VooDoo Aizan£449.99

Nine-speed transmission and a long-travel fork in an understated big-wheeled package

BikeRadar score3/5

Available exclusively from Halfords, the Aizan has – like all VooDoos – been designed by Mountain Bike Hall of Fame racer Joe Murray. If the sloping top tube design looks familiar, that's because Murray was one of its earliest proponents, back in the late 1980s. Brought bang up to date with 29er wheels, a nine-speed transmission and a 120mm (4.7in) travel fork, the Aizan looks like a great deal on paper. But is it in practice?

Frame and equipment: spot-on geometry and some pleasing spec choices

We're so used to seeing aluminium tubes manipulated into a shape-shifting smorgasbord of profiles that the Aizan's mostly round, mostly straight plumbing is a breath of fresh air. Don't make the mistake of assuming that it's a throwback though – there's plenty of clever detailing.

The chunkier-than-it-looks down tube is subtly ovalised at the bottom bracket, to help prevent the frame twisting under heavy pedal pressure, and curves gently into the join with the head tube, to help disperse stress from hard impacts away from this vulnerable area.

The top tube doesn't have any fancy profiling, but the seat tube has a subtle backwards kink just above the front derailleur mount. This helps reduce the length of the chainstays as well as the bike's overall wheelbase – a clever move that's aimed at keeping the handling tight and snappy.

Despite that short rear end, mud clearance is decent even with the 2.2in rear tyre, thanks to dimpled chainstays and snaky seatstays. There's even a set of rack mounts, should you have the urge to saddle up for a longer tour or tackle the daily commute.

Surprisingly, VooDoo has opted for a 120mm travel Suntour fork up front. It's relatively rare to see a fork this long on a 29er hardtail, the theory being that the bigger wheels roll more easily anyway, so what's the point in adding more travel?

However, the spot-on geometry and neat frame design touches aimed at keeping the wheelbase in check show that VooDoo hasn't simply pulled a long fork from the parts catalogue – they've thought about it and designed the Aizan's frame accordingly. Our test fork should have had adjustable rebound damping, but was missing the adjuster knob. Halfords assures us that production bikes do have the adjuster.
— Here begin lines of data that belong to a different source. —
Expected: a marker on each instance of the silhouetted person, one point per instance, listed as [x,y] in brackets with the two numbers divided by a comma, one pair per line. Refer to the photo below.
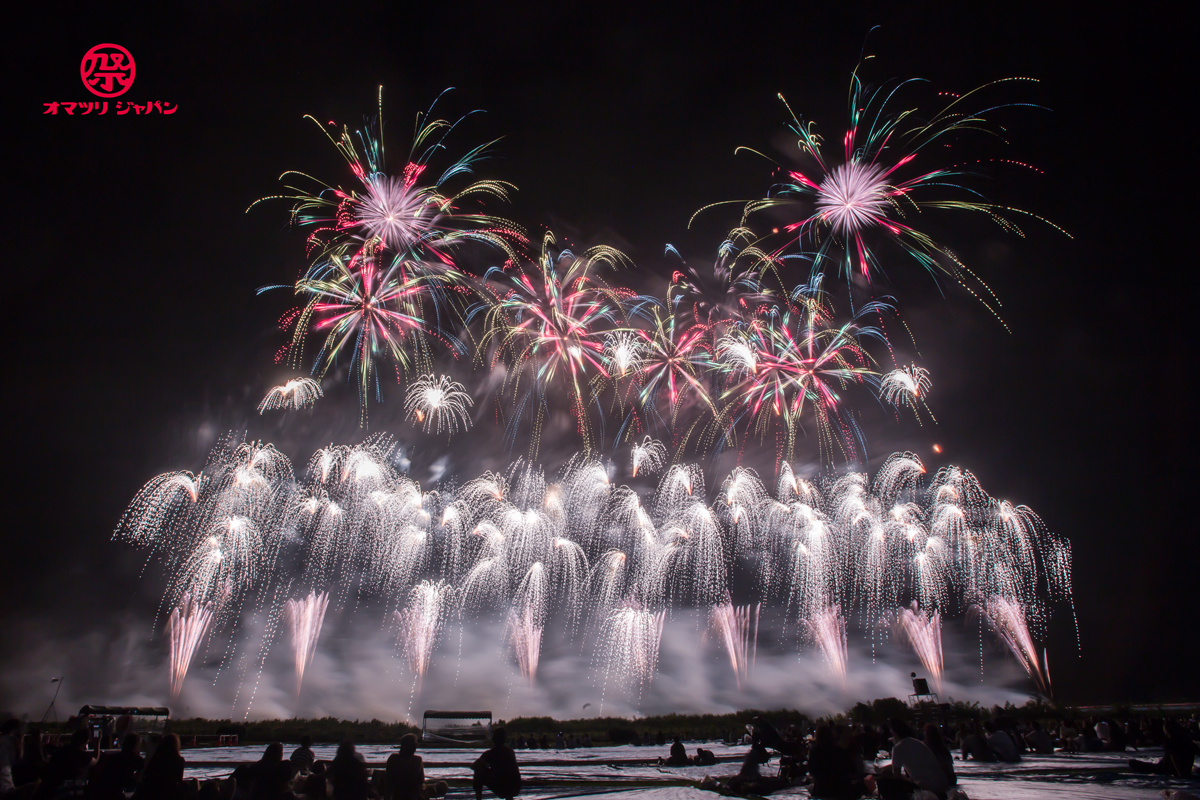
[67,764]
[497,769]
[115,773]
[913,767]
[1179,753]
[1038,740]
[406,771]
[348,774]
[163,775]
[832,769]
[303,757]
[10,753]
[33,759]
[936,744]
[678,756]
[1001,744]
[975,746]
[270,777]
Given the Aizan's competitive pricing, it's good that VooDoo found room in the budget for a nine-speed transmission. That means closely spaced gears and a useful 34-tooth big sprocket for climbing – both essentials on a 29er.

A flat handlebar reins in the inevitably high front end and chunky Continental tyres give lots of cushioning, but wheel weight is a concern. Tipping the scales at over 5.5kg for the pair (complete with tyres), the Aizan's wheels are on the lardy side.

Ride and handling: playful, but over-ridden by the heavy wheels

We thought those heavy wheels would dominate the Aizan's ride. Turns out we were half right. The VooDoo has a split personality. On the one hand, it's hard to escape the fact that this is a heavy bike. It's heavy to lift out of the car and it's reluctant to translate effort at the pedals into forward progress in the wheels.

On the other hand, it wants to play. The sorted geometry makes it one of the best-handling 29er hardtails we've ridden, at any price. Which just serves to make that wheelset all the more frustrating. The Aizan responds best to smooth, steady, seated pedalling – mashing away at the pedals doesn't get you very far, very fast.

A good rider can use the VooDoo's momentum and easy-rolling big wheels to his or her advantage. Read the trail right, choose the right gear ahead of time and keep the pace steady and the Aizan simply bulldozes anything in its path, uphill or down. But it takes skill and experience to pull this off, which is why it's a good thing that VooDoo got the handling so right on this bike.

With the rear wheel tucked in under the rider there's bucketloads of traction for tackling steep climbs, while the short wheelbase gives the front end a surprisingly placeable, lively feel.

This bike wants to be pushed hard on descents, but the fork – like all budget 120mm travel units we've ridden – ultimately holds it back. The Aizan falls between two stools. The geometry is fantastic, but needlessly weighty wheels prevent it from showing its true potential.